Artist: Gerard Curtis Delano; Title: The Fur Traders; Medium: Oil on canvas; Dimensions: 32 x 42 inches; Signed: Signed lower right; Framed/Base: 41 x 51 inches
This lot's overall appearance is Excellent. This piece was evaluated under a black light. Very minor areas of craquelure in the bottom areas of water as well as the top left and right of sky. Indication of 19" stretcher bar line on the top left to the top middle of painting. 5" x 2 1/2"
Overall Dimensions
Height: 41.00
Width: 51.00
Provenance:
Coeur d’Alene Art Auction, Reno, NV, 2013
Private collection, New York
Although he was primarily known for his Navajo scenes in canyons, Gerard Curtis Delano painted numerous works of figures in canoes. These range from warriors paddling into unseen danger to, as seen here, fur traders with their Indigenous escorts. Delano didn’t always name the tribes in these paintings, but they varied from Menominee and Ojibwe in the Great Lakes region to tribes on the Northwest Coast. Here, in Fur Traders, one possible tribe pictured is the Ojibwe people based on the style of birchbark canoe. The painting, one of the largest and most magnificent of Delano’s canoe works, is split horizontally down the middle as the image is repeated in the water’s reflection.

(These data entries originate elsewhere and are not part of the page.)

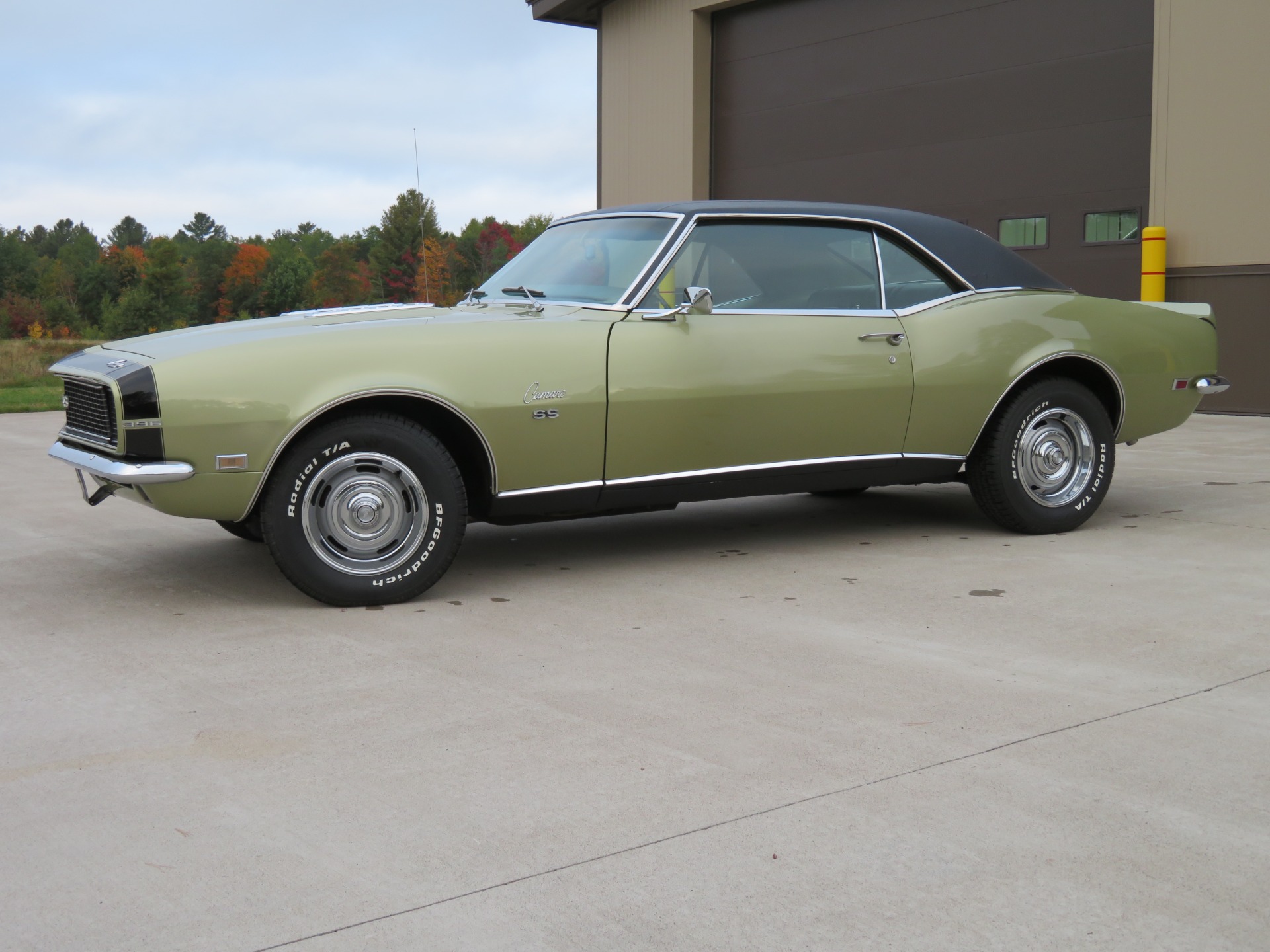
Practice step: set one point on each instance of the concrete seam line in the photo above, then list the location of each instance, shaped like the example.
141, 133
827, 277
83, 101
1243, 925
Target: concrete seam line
760, 813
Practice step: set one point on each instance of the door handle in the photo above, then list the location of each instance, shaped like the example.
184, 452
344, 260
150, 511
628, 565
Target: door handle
894, 339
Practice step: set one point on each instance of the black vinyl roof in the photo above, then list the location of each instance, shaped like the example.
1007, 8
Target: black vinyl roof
980, 260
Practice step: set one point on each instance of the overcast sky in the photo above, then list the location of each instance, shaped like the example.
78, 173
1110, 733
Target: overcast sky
269, 113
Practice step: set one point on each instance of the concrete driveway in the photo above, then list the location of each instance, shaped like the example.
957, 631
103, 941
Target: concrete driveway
781, 723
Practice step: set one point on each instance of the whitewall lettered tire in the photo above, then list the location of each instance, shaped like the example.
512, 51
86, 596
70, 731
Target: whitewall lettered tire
366, 509
1046, 460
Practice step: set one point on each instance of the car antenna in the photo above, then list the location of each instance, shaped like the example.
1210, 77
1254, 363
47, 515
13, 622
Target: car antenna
423, 238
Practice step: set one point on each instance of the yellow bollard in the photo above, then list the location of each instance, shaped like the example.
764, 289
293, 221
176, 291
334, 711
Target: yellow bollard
1154, 257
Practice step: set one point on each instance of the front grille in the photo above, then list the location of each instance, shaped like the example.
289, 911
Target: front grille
91, 412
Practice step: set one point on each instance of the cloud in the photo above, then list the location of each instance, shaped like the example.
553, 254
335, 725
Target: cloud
320, 130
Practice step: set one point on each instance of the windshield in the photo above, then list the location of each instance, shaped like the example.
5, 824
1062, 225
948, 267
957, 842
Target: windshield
592, 260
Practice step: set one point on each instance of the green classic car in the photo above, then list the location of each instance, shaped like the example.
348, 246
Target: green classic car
632, 360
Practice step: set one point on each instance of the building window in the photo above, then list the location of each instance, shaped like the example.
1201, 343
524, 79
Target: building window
1024, 233
1101, 227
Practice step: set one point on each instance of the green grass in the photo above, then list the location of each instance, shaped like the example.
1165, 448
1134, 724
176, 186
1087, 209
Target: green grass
19, 400
26, 383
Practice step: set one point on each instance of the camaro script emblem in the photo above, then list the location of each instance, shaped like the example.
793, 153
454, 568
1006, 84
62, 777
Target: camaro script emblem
535, 394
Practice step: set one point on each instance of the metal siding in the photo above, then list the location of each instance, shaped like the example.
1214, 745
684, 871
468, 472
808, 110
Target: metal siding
952, 107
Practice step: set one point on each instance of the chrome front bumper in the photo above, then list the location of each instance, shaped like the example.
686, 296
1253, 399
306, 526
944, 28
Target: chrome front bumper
118, 471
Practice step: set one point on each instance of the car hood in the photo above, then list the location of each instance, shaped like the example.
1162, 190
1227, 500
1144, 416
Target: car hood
211, 337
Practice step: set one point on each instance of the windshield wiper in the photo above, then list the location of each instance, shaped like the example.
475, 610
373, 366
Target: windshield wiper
530, 294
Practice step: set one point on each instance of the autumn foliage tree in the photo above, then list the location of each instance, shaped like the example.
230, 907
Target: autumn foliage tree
69, 282
341, 278
432, 281
243, 284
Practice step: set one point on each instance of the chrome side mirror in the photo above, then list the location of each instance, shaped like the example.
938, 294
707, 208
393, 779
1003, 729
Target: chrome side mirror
700, 301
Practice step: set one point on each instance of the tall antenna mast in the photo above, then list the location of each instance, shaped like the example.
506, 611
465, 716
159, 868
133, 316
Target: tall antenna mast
423, 238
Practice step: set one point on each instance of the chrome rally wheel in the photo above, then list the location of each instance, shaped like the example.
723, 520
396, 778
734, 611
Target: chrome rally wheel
1044, 461
1056, 457
364, 510
365, 513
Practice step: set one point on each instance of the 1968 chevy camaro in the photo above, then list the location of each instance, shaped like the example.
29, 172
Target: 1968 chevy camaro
632, 360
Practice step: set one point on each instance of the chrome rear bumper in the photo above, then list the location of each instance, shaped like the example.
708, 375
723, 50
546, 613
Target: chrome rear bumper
1210, 383
118, 471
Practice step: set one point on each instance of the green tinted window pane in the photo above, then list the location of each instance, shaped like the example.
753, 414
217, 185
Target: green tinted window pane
592, 260
1111, 226
774, 266
1024, 233
908, 280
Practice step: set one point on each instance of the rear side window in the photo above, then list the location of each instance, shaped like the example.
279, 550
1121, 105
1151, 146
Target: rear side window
774, 266
908, 281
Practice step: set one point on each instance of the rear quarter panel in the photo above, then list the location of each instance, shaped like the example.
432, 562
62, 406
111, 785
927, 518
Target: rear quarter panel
968, 353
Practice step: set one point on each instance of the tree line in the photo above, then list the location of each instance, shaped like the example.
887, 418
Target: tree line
65, 282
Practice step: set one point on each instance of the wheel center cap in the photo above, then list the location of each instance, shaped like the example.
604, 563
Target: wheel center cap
366, 508
1050, 457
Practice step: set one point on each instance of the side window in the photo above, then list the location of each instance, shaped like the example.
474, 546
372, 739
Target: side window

This dual image allowed the artist to abstract and distort the figures, creating a unique interplay between the top and bottom of the painting. Adding to the surreal tone of the painting are the glass-like surface of the water and the misty fog that hangs in the background, which give the painting an almost dreamlike quality as the canoe and its reflection hang within Delano’s light paint.